My Share of the Task(168)
“There will be few markers from this war,” I said to those present, and those still far away, “and much of the history will be inaccurate or incomplete. Cannons won’t reflect where you stood and bled, or markers to record the cost. But in the minds and hearts of those who have known you, and in the soul of the nation, the fact that you were there is indelibly written. You have done your duty—and it was the honor of my life to have been here to witness it. Thank you.”
With those words, I gave up command of TF 714.
A few weeks earlier, I had been confirmed by the Senate to become director of the Joint Staff, essentially chief of staff to the chairman and the joint chiefs. DJS, as it was called, was a prestigious post, one John Abizaid and then George Casey had held during my previous tour at the Pentagon. I’d been told that the chairman, Admiral Mike Mullen, had sought me for the position. Having appreciated his keen interest in how TF 714 operated when he was the chief of naval operations, I suspected he’d be a kindred spirit.
The Senate confirmation process had been unexpectedly jarring. Although every military officer’s promotion to field grade or higher must be confirmed by Senate vote, my experience to that point in my career had been as a name on long promotion lists that the White House recommended and the Senate confirmed. My promotion to lieutenant general in February 2006, when I was deployed in Iraq, had not involved individual testimony or significant issues.
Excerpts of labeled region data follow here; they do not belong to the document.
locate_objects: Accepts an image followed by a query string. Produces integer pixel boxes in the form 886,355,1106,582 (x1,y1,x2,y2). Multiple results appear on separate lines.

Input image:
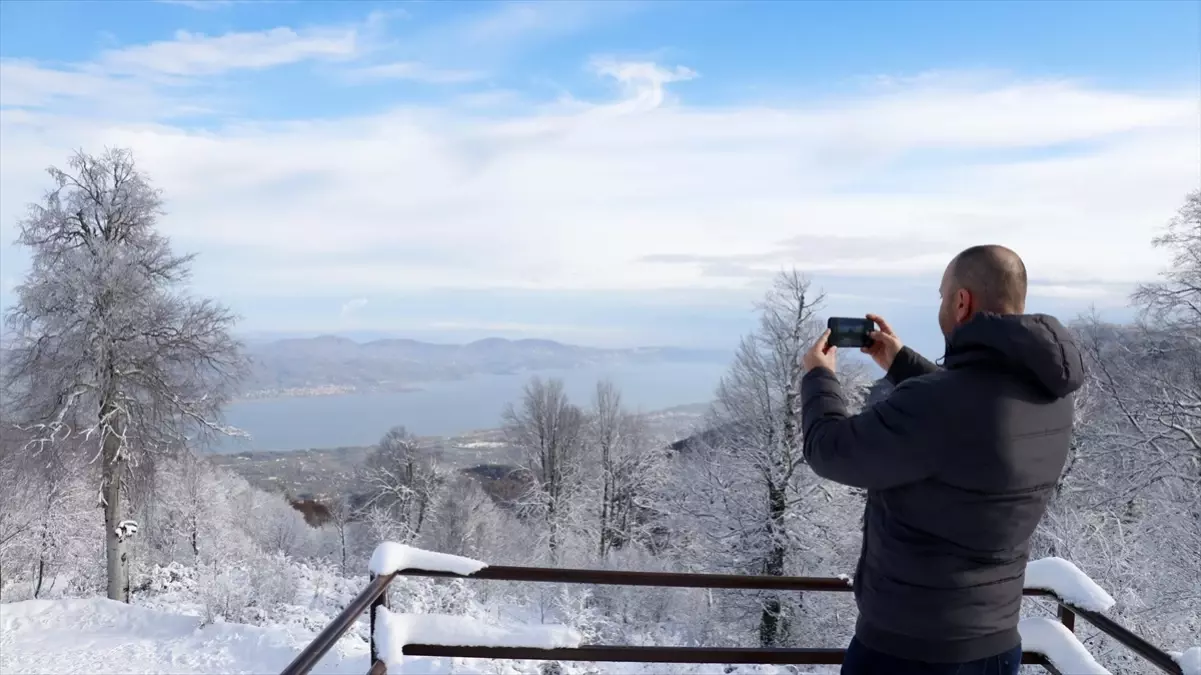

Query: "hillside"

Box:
244,335,729,398
211,404,707,500
0,598,369,675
This time the experience was much different. I was informed in December 2007 that I’d be nominated for the DJS job and to anticipate an early 2008 confirmation and departure from TF 714. In the end the process took until the first week of June. Although questions surrounding the death of Pat Tillman were raised and I addressed them, the major issue regarded TF 714’s detention operations. Legitimate questions and concerns were intertwined with an ongoing inquiry into the Bush administration’s overall detention policies led by Senator Levin. I was happy for the opportunity to address any questions about TF 714 head-on, but it felt as though the delay was the product of a larger political issue.
I reported for duty to the Joint Staff on August 13, 2008. Because I’d disliked the ponderous Pentagon bureaucracy during my previous tour I was pleased with the guidance I received in my first meeting with Chairman Mullen.
“I want you to do what you do,” he said. “I want you to attack and destroy the network.”
I was confused. We were sitting in his quiet office in the Pentagon, not Baghdad. “Chairman, what network are you talking about?”
“Ours,” he said. He was referring to the Joint Staff, and by extension to the parts of the Pentagon and military we in the Staff interacted with. “Tear it down and rebuild it to be faster, more transparent, and more effective.”
That was clear enough, even for an infantryman. A navy admiral with extensive experience in the Pentagon had identified an enemy who must be defeated, and it was us. Much of my next ten months were spent implementing changes to shape the Joint Staff into the more agile, focused team that Admiral Mullen desired. My close partner in this, and in Afghanistan afterward, was my executive officer, Charlie Flynn. Since he had commanded a company under me in the 2nd Ranger Battalion in the mid-1990s, Charlie and I had stayed close. He was, on the surface, charismatic and easygoing, with a quick smile and kind face. But as the youngest of a rough-and-tumble Rhode Island brood of nine, Charlie had a scrappy, hard-charging energy. He came to the Pentagon that year directly from commanding in Iraq—his third combat tour since 9/11. He and his wife decided the family would stay in North Carolina to let their kids stay in the same schools, so Annie insisted he bunk in a small third-floor room in our quarters on Fort McNair.
During our year at the Pentagon, we shared most moments of what became a mechanical schedule: Each night, he and I ate a quick dinner together before I got up the next day at 3:30 A.M. to run to the Pentagon, in time to shower, change, meet Dave Rodriguez at six and then host the 6:30 A.M. standup—a knock-off of the TF 714 O&I—that I soon instituted to tie together the Joint Staff and other offices in the Pentagon. When the day ended around 8 P.M., Charlie and I walked across the Pentagon’s big plateau-size parking lot to his car, drove home, ate, and did it again the next day. But as busy as we were, I was home with Annie.